Hotel investors are so bullish on the gaming front, they aren't waiting for the outcome of next month's presidential election or any further economic indicators. In this past week alone, new properties and developments from Massachusetts to Macao, China, have been announced, which will add thousands of rooms to hotel inventory, as well as destination appeal.

First, MGM Resorts China announced it has secured a 17.8-acre land lease from the Chinese government to build a US$2.5 billion resort on Macao's glitzy Cotai Strip. MGM China's initial payment of US$56 million green-lights a massive development project that will include a 1,600-room hotel, 500 gaming tables, 2,500 slots, as well as luxury entertainment and retail options. With plans for the resort indicating that 85 percent of its gross floor area will be dedicated to nongaming offerings, it's safe to say the hotel's meeting and event space could be extensive, although no plans have yet been divulged. Not to be outdone, just one day later, Macao casino operator SJM Holdings, which operates 20 of that city's 35 casinos, announced it, too, has inked a deal with the Chinese government securing a land lease.
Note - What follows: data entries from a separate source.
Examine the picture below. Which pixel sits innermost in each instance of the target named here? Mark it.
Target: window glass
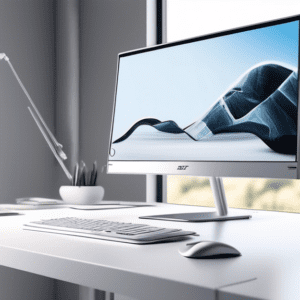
(189, 18)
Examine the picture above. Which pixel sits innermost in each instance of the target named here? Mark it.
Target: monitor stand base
(198, 217)
(221, 214)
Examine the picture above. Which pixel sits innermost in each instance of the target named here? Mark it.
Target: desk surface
(267, 269)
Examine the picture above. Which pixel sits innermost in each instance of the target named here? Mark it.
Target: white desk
(268, 269)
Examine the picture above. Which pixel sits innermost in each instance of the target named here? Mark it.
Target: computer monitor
(219, 105)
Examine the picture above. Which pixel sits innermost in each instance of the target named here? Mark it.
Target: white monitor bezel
(283, 170)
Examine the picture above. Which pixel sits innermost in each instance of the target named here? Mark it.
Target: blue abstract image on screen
(228, 98)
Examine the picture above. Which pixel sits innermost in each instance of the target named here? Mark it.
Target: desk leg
(86, 293)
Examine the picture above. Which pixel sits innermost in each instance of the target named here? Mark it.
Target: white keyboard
(108, 230)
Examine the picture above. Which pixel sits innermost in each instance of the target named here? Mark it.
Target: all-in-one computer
(224, 104)
(219, 105)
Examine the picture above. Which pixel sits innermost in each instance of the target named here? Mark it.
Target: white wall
(107, 27)
(27, 167)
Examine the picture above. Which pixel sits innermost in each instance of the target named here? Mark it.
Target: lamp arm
(47, 138)
(58, 147)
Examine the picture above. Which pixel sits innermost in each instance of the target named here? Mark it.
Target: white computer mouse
(208, 249)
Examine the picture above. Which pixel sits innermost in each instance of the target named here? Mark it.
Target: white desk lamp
(55, 147)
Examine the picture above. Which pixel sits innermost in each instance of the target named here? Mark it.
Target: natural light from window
(189, 18)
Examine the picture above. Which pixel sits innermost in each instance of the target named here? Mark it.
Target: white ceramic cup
(85, 195)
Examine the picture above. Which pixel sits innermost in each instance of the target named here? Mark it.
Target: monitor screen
(225, 97)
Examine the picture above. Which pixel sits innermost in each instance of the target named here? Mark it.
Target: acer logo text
(182, 167)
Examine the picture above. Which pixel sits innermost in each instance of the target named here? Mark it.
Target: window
(188, 18)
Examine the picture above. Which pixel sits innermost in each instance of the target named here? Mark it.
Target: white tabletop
(268, 242)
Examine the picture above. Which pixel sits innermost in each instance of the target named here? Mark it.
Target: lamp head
(3, 55)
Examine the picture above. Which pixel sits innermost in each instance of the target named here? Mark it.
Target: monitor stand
(221, 213)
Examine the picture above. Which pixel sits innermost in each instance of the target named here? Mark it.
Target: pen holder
(84, 195)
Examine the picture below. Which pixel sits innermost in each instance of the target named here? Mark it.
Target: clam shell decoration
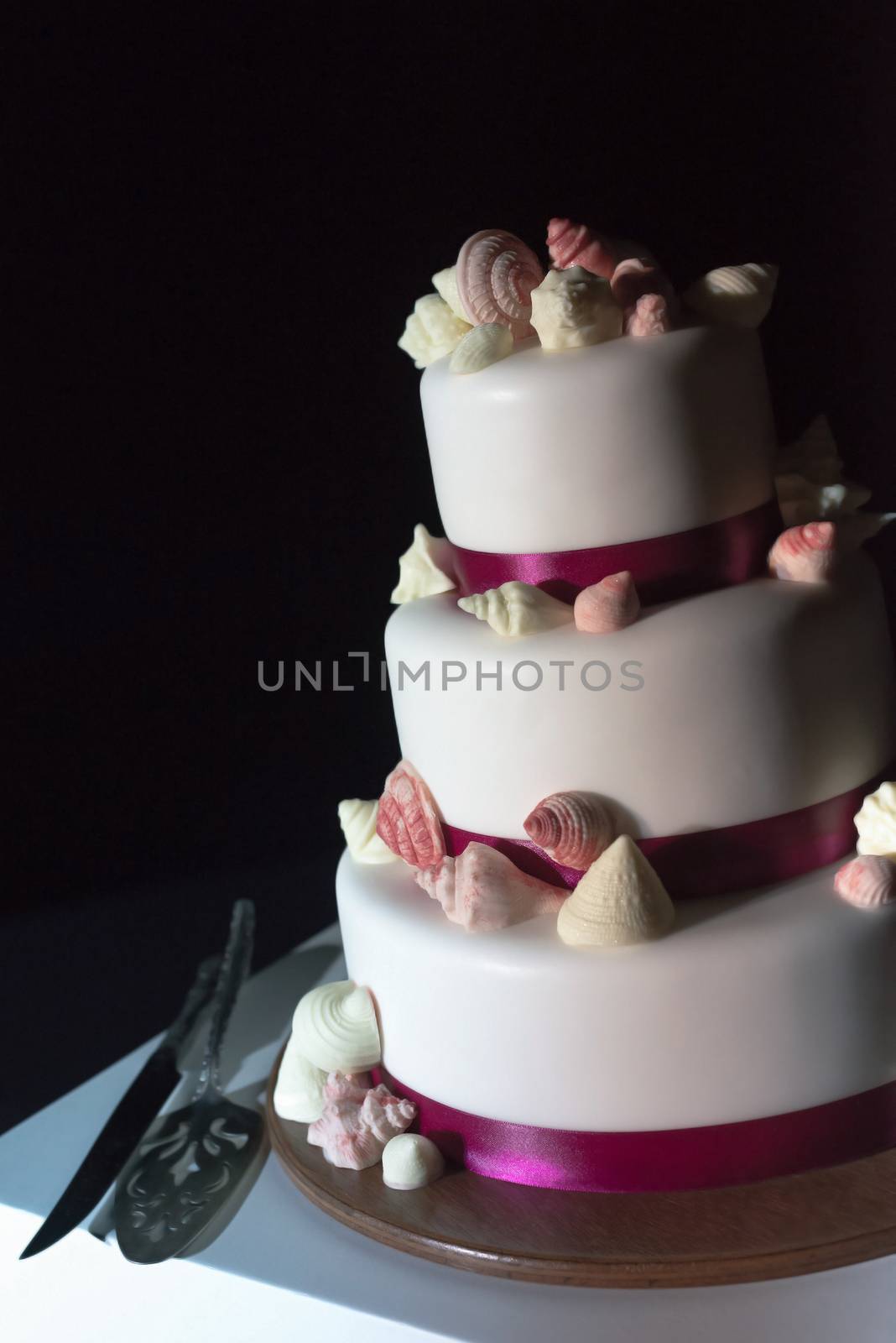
(576, 245)
(867, 881)
(481, 347)
(411, 1161)
(483, 891)
(876, 823)
(517, 609)
(495, 274)
(408, 821)
(336, 1027)
(620, 900)
(607, 606)
(571, 828)
(805, 554)
(734, 295)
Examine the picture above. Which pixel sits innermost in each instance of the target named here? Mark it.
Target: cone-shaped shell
(607, 606)
(868, 881)
(571, 828)
(336, 1027)
(620, 900)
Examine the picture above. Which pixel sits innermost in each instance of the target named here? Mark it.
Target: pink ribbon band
(663, 567)
(665, 1159)
(714, 863)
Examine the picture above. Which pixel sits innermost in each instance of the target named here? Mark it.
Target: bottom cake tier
(757, 1040)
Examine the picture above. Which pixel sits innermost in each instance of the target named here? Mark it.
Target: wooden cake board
(745, 1233)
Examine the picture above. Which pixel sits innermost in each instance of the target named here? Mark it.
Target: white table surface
(280, 1266)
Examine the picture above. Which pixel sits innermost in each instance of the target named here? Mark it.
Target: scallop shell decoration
(481, 347)
(618, 901)
(876, 823)
(411, 1161)
(408, 821)
(358, 821)
(495, 274)
(734, 295)
(608, 606)
(868, 881)
(425, 570)
(571, 828)
(336, 1027)
(805, 554)
(483, 891)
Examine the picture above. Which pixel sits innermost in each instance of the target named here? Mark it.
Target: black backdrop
(217, 227)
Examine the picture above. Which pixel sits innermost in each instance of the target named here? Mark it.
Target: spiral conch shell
(805, 554)
(868, 881)
(481, 347)
(620, 900)
(425, 570)
(607, 606)
(495, 274)
(408, 819)
(336, 1027)
(575, 308)
(876, 823)
(517, 609)
(483, 891)
(734, 295)
(571, 828)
That move will give SJM Holdings, founded by billionaire Stanley Ho, a 2,000-room casino resort, its first on the Cotai Strip.
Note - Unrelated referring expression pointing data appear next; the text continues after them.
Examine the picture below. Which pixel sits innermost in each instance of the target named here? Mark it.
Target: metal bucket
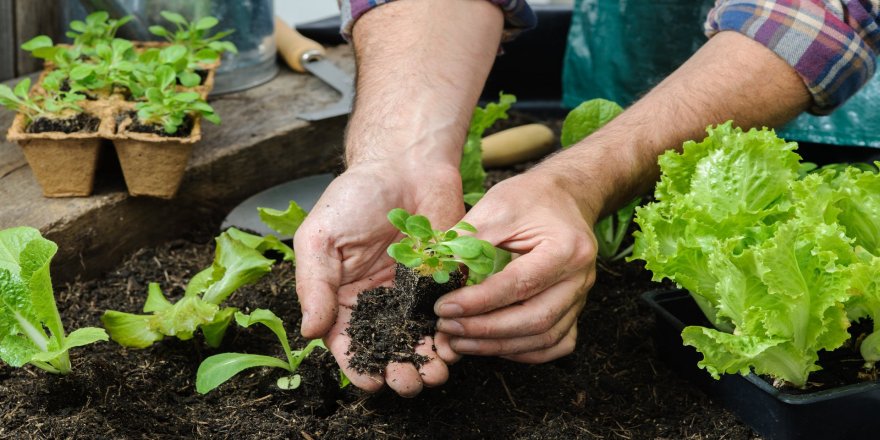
(252, 20)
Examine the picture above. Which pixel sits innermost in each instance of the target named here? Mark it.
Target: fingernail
(450, 326)
(464, 345)
(449, 310)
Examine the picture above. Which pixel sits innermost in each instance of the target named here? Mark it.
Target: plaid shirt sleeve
(518, 16)
(832, 44)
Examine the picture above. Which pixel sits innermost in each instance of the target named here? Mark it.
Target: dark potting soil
(81, 123)
(184, 130)
(388, 322)
(611, 387)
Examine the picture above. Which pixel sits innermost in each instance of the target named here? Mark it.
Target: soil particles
(81, 123)
(611, 387)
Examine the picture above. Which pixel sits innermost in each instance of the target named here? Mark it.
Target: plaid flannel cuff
(832, 44)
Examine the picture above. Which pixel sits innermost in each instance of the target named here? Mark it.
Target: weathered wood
(7, 40)
(32, 18)
(259, 144)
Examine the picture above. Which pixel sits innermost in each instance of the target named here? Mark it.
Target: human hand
(341, 250)
(528, 312)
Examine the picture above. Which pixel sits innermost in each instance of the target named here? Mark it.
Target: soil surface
(612, 387)
(81, 123)
(388, 322)
(184, 130)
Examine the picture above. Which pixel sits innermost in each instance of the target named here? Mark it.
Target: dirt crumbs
(388, 322)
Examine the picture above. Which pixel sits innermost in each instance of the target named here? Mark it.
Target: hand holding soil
(341, 251)
(527, 312)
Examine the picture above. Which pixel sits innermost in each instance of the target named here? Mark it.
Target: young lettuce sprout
(28, 309)
(217, 369)
(436, 253)
(238, 261)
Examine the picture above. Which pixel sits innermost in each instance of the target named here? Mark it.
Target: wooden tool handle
(516, 145)
(295, 48)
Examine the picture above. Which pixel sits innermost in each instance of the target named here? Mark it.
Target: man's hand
(341, 251)
(528, 312)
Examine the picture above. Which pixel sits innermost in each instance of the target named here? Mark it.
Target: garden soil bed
(611, 387)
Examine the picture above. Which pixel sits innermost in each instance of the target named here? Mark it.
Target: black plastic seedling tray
(849, 412)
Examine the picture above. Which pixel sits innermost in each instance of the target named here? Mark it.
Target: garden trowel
(307, 56)
(504, 148)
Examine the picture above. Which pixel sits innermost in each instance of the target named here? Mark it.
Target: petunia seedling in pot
(31, 331)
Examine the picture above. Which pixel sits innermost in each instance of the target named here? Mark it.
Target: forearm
(730, 77)
(420, 74)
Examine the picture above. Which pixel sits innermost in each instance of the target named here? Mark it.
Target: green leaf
(586, 118)
(419, 226)
(219, 368)
(216, 329)
(174, 17)
(285, 222)
(405, 255)
(37, 42)
(206, 23)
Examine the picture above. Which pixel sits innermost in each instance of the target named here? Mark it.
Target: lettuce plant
(217, 369)
(31, 331)
(238, 261)
(779, 264)
(436, 253)
(473, 175)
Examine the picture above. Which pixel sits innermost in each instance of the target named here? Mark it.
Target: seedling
(50, 105)
(168, 108)
(202, 49)
(219, 368)
(28, 309)
(436, 253)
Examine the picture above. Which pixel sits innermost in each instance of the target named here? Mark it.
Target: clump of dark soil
(81, 123)
(388, 322)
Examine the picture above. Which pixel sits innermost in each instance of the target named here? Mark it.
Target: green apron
(618, 50)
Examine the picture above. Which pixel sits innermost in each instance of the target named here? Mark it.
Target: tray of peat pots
(148, 98)
(779, 261)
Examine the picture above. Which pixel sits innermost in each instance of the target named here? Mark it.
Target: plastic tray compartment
(850, 412)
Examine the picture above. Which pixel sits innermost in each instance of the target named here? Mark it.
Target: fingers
(318, 274)
(337, 342)
(513, 346)
(522, 279)
(535, 316)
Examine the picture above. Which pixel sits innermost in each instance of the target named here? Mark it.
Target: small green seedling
(437, 253)
(50, 105)
(219, 368)
(169, 108)
(202, 49)
(31, 331)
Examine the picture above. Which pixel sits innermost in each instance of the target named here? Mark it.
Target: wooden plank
(260, 144)
(7, 40)
(32, 18)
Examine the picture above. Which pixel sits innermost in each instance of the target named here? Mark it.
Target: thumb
(318, 275)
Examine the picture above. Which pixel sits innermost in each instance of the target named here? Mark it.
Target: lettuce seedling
(581, 122)
(238, 261)
(202, 49)
(436, 253)
(473, 175)
(28, 309)
(168, 108)
(217, 369)
(54, 104)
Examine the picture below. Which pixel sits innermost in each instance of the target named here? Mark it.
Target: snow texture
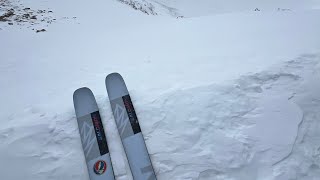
(225, 93)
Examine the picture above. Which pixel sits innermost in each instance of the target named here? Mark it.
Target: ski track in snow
(198, 133)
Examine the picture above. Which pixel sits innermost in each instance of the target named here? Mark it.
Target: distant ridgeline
(141, 5)
(152, 8)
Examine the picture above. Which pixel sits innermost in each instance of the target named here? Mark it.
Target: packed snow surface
(223, 92)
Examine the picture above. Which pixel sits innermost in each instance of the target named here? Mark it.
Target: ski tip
(80, 91)
(116, 86)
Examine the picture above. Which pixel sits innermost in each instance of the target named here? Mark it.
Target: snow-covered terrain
(225, 93)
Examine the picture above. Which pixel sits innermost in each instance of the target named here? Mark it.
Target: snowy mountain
(225, 93)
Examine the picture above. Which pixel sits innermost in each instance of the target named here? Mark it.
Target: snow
(226, 93)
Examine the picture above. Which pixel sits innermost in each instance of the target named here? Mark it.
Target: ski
(92, 135)
(129, 128)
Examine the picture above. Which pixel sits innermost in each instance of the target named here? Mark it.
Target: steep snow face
(226, 97)
(190, 8)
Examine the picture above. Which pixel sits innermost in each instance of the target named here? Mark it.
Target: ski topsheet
(129, 128)
(92, 135)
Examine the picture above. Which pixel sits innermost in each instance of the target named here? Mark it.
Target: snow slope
(227, 96)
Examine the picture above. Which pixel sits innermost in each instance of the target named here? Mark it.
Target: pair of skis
(93, 137)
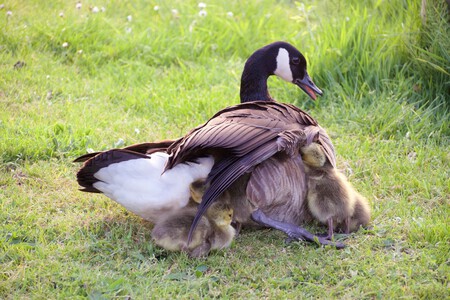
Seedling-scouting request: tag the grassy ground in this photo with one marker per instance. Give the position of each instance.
(99, 80)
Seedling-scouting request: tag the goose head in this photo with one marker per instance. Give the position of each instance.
(280, 59)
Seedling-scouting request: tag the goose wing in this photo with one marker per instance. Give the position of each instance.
(248, 134)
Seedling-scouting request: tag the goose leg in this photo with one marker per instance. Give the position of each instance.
(330, 229)
(293, 231)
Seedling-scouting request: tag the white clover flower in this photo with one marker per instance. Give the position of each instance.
(191, 27)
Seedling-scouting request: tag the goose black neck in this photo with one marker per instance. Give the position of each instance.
(254, 82)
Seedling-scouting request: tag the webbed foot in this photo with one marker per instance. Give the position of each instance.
(293, 231)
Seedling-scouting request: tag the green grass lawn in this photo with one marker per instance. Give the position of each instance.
(100, 80)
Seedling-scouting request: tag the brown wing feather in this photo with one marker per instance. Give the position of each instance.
(250, 133)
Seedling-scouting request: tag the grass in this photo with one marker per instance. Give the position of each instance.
(385, 73)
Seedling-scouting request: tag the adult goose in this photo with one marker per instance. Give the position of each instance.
(152, 183)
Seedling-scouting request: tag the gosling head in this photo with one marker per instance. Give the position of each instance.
(313, 155)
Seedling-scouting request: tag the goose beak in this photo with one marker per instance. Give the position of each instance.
(308, 86)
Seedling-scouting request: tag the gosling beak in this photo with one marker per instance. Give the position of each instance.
(308, 86)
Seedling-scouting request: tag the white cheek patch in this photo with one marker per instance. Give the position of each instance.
(283, 69)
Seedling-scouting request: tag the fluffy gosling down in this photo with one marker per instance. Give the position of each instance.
(331, 199)
(214, 231)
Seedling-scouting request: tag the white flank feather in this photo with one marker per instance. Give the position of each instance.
(142, 188)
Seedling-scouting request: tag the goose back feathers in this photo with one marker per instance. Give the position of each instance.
(249, 134)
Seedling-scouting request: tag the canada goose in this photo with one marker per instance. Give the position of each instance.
(256, 144)
(330, 197)
(132, 176)
(254, 140)
(214, 230)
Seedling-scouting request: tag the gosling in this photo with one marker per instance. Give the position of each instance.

Closer to home, in Springfield, Mass., several casino hotel operators are duking it out for a license from the Massachusetts Gaming Authority. At an on-site affair, complete with giant screens and a live band, Las Vegas gaming operator Ameristar Casinos unveiled details for a $910 million casino resort and spa development to be built on a 40-acre site just minutes from downtown Springfield. The project would include a 500-room luxury hotel with 50 suites, a conference center, a 150,000-square foot casino, several restaurants (including one by world-renowned chef Wolfgang Puck) and retail space. In a statement, Ameristar CEO Gordon Kanofsky said the resort was "immediately ready for construction," and the company said it expected just an 18-month construction timeline.
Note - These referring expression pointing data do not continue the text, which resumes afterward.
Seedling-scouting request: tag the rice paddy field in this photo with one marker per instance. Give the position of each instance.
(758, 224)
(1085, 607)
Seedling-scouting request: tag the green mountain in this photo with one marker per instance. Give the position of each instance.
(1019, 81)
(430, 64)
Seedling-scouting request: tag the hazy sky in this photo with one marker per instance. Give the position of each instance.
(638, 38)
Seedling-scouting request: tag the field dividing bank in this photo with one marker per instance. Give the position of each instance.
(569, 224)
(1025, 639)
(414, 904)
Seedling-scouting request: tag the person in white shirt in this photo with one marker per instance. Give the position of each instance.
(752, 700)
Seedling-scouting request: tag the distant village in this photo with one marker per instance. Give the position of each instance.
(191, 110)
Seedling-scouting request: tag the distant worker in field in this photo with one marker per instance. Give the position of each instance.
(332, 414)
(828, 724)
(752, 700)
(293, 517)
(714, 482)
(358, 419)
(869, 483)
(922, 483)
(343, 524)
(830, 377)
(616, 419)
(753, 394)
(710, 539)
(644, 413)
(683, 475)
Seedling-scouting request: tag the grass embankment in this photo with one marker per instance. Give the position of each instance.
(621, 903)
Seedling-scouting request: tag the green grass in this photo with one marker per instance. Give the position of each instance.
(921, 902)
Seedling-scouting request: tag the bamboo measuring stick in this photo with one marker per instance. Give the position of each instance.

Should the project be deemed the winner, it would give Ameristar a major stake in the region's highly competitive gaming market, which includes Foxwoods Resort & Casino and Mohegan Sun, both in nearby Connecticut. However, it faces stiff competition from MGM Resorts International, which this past August plunked down the required $400,000 nonrefundable application fee when it filed a proposal for an $800 million casino resort development, and then this month sweetened the pie by announcing it would create a $5 million loan fund to help surrounding businesses, should it win the bid. Penn National Gaming also has proposed to build the $807 million Hollywood Casino Springfield in the city's downtown, partnering with Peter Picknelly, CEO of Springfield-based Peter Pan Bus Lines, to construct its new facility on 13.4 acres of land. Ameristar has until the Dec. 14, 2012, deadline to submit its application fee.

Meanwhile, in July of this year, Ameristar, which operates eight casinos in seven markets, broke ground on its ninth casino, the 700-room Ameristar Casino Resort Spa Lake Charles in Louisiana. That $500 million project, which includes a conference center, an 18-hole golf course, a casino with 1,600 slot machines and 60 gaming tables, and a tennis club, is slated to open in 2014.

While most destinations still are recovering from the economic downturn, which has resulted in deep cuts in marketing budgets, the Las Vegas Convention and Visitors Authority announced that business has been so good, it plans next month to ask its board for a $10.6 million increase of the general fund budget. According to the LVCA, the city is in its third year of recovery, and room tax and gaming fee revenue increased by over $20 million in fiscal year 2011 over 2010. The agency said it plans to allot $5 million of the increased funds toward advertising.